The azimuth angle in photovoltaic power plant is the angle between the actual orientation of the solar cell array (i.e., the vertical plane of the array) and the due south direction, under the same tilt angle, different azimuths of the photovoltaic cell array plane receive different light time and receive different total radiation, usually the azimuth angle of the photovoltaic module array facing the longest time to receive light is regarded as the best azimuth angle.
Earth due to the rotation of the movement from west to east to produce the phenomenon of alternating daylight, the sun always rise in the east and set in the west; at the same time, the Earth has been rotating around the sun, the Earth and the sun in space at the closest point for the equator, that is, the northern and southern hemisphere boundary. Therefore, in the northern hemisphere photovoltaic modules facing south, while in the southern hemisphere, photovoltaic module installation facing north. Therefore, when the PV module faces due south in the northern hemisphere, the module receives the longest amount of light.
When designing PV power plants, the optimal azimuth is generally chosen to be due south, and this direction receives the longest amount of light. So the common ground power plant regardless of the terrain, after artificially corrected layout are due south, Yutian photovoltaic power plant azimuth is also due south, but in space and the adjacent county roads exist in the angle. Commercial and industrial distributed and household photovoltaic power plants can only be installed according to the actual azimuth and tilt angle of the house because they are installed on the roof, and if the roof is a concrete structure roof, the tilt angle and azimuth correction design can be made.

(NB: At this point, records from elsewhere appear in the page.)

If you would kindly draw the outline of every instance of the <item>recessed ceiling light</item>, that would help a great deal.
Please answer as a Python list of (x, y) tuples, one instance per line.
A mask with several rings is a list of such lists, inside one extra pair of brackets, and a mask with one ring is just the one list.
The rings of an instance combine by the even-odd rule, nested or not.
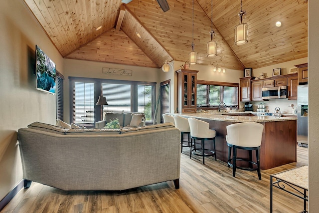
[(100, 25), (99, 26), (98, 26), (97, 28), (95, 28), (95, 30), (96, 31), (98, 31), (99, 29), (101, 29), (102, 28), (102, 25)]
[(136, 32), (136, 35), (137, 35), (138, 37), (139, 37), (140, 38), (142, 38), (142, 36), (141, 36), (140, 33), (139, 33), (138, 32)]
[(281, 26), (281, 22), (280, 21), (277, 21), (276, 22), (276, 25), (278, 27)]

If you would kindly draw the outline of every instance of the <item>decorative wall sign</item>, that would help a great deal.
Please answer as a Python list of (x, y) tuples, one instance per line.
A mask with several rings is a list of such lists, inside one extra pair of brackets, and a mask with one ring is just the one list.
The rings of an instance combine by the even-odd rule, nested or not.
[(117, 69), (115, 68), (103, 67), (103, 74), (117, 75), (132, 75), (132, 71), (130, 69)]

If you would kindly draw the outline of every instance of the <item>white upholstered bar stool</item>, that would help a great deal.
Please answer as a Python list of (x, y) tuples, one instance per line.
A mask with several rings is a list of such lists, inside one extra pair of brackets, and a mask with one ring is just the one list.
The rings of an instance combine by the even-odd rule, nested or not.
[[(228, 167), (233, 168), (233, 177), (236, 174), (236, 169), (257, 171), (258, 178), (261, 180), (259, 155), (264, 125), (259, 123), (244, 122), (233, 124), (226, 127), (227, 135), (226, 140), (228, 146)], [(232, 148), (233, 158), (230, 158)], [(249, 159), (244, 159), (237, 157), (237, 149), (248, 150)], [(253, 161), (252, 151), (256, 151), (256, 162)], [(250, 167), (242, 167), (236, 165), (237, 161), (244, 161), (249, 163)], [(253, 164), (257, 166), (253, 168)]]
[(166, 114), (163, 114), (163, 120), (164, 120), (164, 123), (172, 123), (175, 125), (175, 121), (174, 121), (174, 117), (172, 116), (166, 115)]
[[(216, 131), (209, 129), (209, 124), (204, 121), (193, 118), (188, 118), (188, 120), (189, 123), (189, 127), (190, 128), (190, 138), (193, 139), (194, 146), (193, 149), (191, 149), (191, 148), (190, 149), (189, 158), (191, 157), (192, 152), (195, 151), (193, 153), (194, 155), (202, 156), (203, 164), (205, 164), (205, 157), (215, 156), (215, 160), (217, 161), (216, 158), (216, 147), (215, 146)], [(196, 152), (196, 140), (200, 140), (201, 141), (201, 152), (200, 153)], [(209, 140), (212, 141), (214, 150), (205, 149), (205, 141)], [(205, 151), (211, 154), (205, 154)]]
[[(189, 136), (190, 135), (190, 128), (189, 128), (189, 124), (187, 118), (179, 115), (174, 116), (174, 121), (175, 121), (175, 126), (180, 131), (180, 143), (181, 147), (180, 148), (180, 152), (183, 151), (183, 147), (191, 147), (191, 142), (189, 141)], [(184, 141), (184, 134), (187, 134), (188, 138), (188, 141)], [(186, 145), (184, 143), (187, 143)]]

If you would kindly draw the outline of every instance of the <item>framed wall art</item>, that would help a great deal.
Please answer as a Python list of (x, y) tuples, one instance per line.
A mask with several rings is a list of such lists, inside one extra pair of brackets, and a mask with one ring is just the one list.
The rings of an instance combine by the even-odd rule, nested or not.
[(280, 75), (280, 71), (281, 71), (281, 68), (276, 68), (273, 70), (273, 76), (277, 76)]
[(245, 77), (250, 77), (251, 76), (251, 71), (253, 70), (252, 68), (246, 68), (244, 71), (245, 72), (244, 76)]

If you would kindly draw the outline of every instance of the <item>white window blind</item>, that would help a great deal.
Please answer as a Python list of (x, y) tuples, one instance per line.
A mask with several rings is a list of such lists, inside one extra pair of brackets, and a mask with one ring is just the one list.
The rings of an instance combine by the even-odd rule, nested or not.
[(160, 122), (164, 122), (162, 115), (169, 113), (169, 82), (160, 86)]
[(103, 118), (107, 112), (127, 113), (132, 111), (132, 86), (131, 84), (102, 83), (102, 95), (106, 98), (107, 105), (104, 105)]
[(138, 85), (138, 112), (145, 114), (146, 121), (153, 122), (154, 118), (154, 86)]
[(94, 123), (94, 83), (74, 82), (72, 123)]
[(197, 104), (201, 107), (218, 107), (220, 102), (226, 106), (238, 107), (238, 87), (214, 85), (197, 85)]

Comparison of the impact of azimuth on power generation is appropriate to use a single variable comparison, but the general plant station azimuth design are due south, so the design software can be used to simulate the data comparison. Taking a power station in the southern border area as an example, after the comparison of historical power generation and actual power generation measured by PV-system software, the accuracy rates from 2015-2019 are 99.3%, 94.9%, 98.2%, 92.6% and 95.1%, with an average accuracy rate of 96%, so the measurement results have certain reliability.
To simplify the data analysis, the geographic information and tilt angle of the plant station are input into the design software, and the annual cumulative solar radiation and annual power generation of the power station can be derived by changing the azimuth angle under different azimuth angles.

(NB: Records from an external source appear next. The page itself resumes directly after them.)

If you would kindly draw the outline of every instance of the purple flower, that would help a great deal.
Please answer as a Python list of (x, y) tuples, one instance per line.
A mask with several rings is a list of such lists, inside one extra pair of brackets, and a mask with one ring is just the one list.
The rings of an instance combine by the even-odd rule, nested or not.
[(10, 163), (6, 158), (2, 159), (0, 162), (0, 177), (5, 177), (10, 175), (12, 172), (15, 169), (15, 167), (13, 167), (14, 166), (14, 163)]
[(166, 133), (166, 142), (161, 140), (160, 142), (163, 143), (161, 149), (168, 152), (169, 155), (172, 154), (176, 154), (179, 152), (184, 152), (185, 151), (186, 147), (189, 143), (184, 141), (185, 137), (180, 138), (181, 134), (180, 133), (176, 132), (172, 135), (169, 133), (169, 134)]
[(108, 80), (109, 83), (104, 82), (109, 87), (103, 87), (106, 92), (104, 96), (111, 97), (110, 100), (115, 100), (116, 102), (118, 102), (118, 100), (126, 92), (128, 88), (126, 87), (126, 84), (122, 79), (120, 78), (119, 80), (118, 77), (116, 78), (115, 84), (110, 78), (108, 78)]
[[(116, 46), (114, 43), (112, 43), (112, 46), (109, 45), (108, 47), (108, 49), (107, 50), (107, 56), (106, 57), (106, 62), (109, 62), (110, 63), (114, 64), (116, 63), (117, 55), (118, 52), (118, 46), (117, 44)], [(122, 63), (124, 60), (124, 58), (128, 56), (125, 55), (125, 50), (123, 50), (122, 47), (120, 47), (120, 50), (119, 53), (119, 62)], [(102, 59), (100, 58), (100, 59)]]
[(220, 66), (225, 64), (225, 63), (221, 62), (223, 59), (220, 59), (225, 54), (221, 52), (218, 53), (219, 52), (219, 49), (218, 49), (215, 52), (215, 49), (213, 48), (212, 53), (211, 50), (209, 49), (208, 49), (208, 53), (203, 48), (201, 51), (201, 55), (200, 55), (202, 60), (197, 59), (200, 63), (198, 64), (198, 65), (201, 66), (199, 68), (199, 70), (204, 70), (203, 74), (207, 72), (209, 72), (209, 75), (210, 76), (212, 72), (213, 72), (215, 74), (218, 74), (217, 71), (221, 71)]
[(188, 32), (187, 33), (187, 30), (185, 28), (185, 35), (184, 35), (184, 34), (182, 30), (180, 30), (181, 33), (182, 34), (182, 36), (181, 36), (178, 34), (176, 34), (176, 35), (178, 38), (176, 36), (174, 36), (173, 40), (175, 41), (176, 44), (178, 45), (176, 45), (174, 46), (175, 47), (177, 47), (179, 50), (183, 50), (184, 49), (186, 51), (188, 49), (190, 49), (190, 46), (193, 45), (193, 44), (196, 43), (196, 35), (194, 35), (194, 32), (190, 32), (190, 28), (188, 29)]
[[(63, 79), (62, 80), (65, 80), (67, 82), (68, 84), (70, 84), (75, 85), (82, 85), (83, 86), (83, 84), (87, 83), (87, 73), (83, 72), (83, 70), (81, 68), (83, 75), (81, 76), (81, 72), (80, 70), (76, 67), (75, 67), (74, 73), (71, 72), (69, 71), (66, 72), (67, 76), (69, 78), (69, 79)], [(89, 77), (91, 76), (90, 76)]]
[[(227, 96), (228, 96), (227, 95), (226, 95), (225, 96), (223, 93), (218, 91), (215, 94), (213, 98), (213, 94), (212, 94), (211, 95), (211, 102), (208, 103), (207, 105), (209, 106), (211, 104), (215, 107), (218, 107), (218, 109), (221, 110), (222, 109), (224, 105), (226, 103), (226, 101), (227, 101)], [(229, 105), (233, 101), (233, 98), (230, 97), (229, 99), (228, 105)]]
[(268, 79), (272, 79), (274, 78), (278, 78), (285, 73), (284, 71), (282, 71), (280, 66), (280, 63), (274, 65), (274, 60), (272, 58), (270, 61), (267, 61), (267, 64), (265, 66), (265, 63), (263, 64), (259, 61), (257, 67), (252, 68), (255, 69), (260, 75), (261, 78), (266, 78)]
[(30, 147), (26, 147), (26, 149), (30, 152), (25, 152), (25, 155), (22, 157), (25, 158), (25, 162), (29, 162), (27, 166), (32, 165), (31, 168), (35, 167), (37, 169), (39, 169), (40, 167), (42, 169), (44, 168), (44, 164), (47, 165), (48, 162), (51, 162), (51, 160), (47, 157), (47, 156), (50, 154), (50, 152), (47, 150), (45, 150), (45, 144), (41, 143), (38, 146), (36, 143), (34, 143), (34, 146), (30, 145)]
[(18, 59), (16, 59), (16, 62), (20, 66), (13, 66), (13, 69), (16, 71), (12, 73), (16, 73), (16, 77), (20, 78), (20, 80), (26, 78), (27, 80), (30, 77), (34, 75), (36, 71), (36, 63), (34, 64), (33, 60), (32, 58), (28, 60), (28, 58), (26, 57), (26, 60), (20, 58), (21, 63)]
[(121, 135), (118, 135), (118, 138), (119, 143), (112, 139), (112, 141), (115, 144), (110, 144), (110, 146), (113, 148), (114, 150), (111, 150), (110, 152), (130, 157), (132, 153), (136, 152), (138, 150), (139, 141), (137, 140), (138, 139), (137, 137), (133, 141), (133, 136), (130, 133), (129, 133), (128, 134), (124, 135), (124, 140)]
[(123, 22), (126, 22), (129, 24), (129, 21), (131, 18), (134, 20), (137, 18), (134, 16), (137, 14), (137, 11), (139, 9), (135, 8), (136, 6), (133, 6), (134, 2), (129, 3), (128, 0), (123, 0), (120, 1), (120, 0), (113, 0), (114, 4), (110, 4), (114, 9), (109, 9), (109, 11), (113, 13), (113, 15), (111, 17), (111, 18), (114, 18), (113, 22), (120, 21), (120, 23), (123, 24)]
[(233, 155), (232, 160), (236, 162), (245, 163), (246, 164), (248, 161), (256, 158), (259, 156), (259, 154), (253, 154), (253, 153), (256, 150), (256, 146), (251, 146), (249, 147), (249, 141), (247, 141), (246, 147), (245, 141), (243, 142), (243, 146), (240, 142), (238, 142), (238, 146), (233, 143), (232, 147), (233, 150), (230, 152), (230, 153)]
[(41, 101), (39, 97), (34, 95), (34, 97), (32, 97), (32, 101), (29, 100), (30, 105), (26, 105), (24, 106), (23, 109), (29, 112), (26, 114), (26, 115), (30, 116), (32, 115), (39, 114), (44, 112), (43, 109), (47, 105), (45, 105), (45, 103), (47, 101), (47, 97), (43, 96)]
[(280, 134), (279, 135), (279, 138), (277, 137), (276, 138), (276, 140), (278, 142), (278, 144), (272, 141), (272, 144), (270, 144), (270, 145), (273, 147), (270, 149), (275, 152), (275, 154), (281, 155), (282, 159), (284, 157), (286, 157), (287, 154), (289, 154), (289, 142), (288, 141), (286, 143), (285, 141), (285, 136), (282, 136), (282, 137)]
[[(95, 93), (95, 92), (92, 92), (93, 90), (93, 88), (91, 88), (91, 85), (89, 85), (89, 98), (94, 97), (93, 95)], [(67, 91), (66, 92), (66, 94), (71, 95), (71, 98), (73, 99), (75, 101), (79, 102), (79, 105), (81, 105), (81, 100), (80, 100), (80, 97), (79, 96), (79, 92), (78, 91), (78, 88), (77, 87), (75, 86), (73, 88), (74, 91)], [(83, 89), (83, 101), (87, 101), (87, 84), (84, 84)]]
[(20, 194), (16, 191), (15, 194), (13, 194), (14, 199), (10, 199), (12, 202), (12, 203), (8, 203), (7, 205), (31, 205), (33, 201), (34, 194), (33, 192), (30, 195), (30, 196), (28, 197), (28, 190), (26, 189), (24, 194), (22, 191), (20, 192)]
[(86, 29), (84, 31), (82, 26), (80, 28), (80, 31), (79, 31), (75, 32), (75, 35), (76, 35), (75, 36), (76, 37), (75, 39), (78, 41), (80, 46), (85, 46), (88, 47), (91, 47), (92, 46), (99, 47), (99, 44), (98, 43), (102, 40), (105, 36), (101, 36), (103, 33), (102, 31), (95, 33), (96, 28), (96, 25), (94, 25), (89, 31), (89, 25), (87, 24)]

The data were collated to produce the following curves:
The comprehensive analysis of the above curves leads to the following three points.
① Under the same tilt angle, when the azimuth angle is 0°, the irradiation received by the component surface is the maximum, and as the absolute azimuth angle increases continuously, the irradiation received by the component surface decreases in numerical order, and the larger the azimuth angle is, the faster the irradiation decreases.
(ii) With the increase of dimension, the higher the latitude, the higher the azimuth angle increases by a certain value, the greater the decrease of its unit irradiance, that is, its slope increases in the curve; if the maximum radiation is to be obtained, the corresponding tilt angle increases accordingly.
(iii) The best azimuth angle for a PV plant in the northern hemisphere is due south, i.e. 0°, as derived from the graph.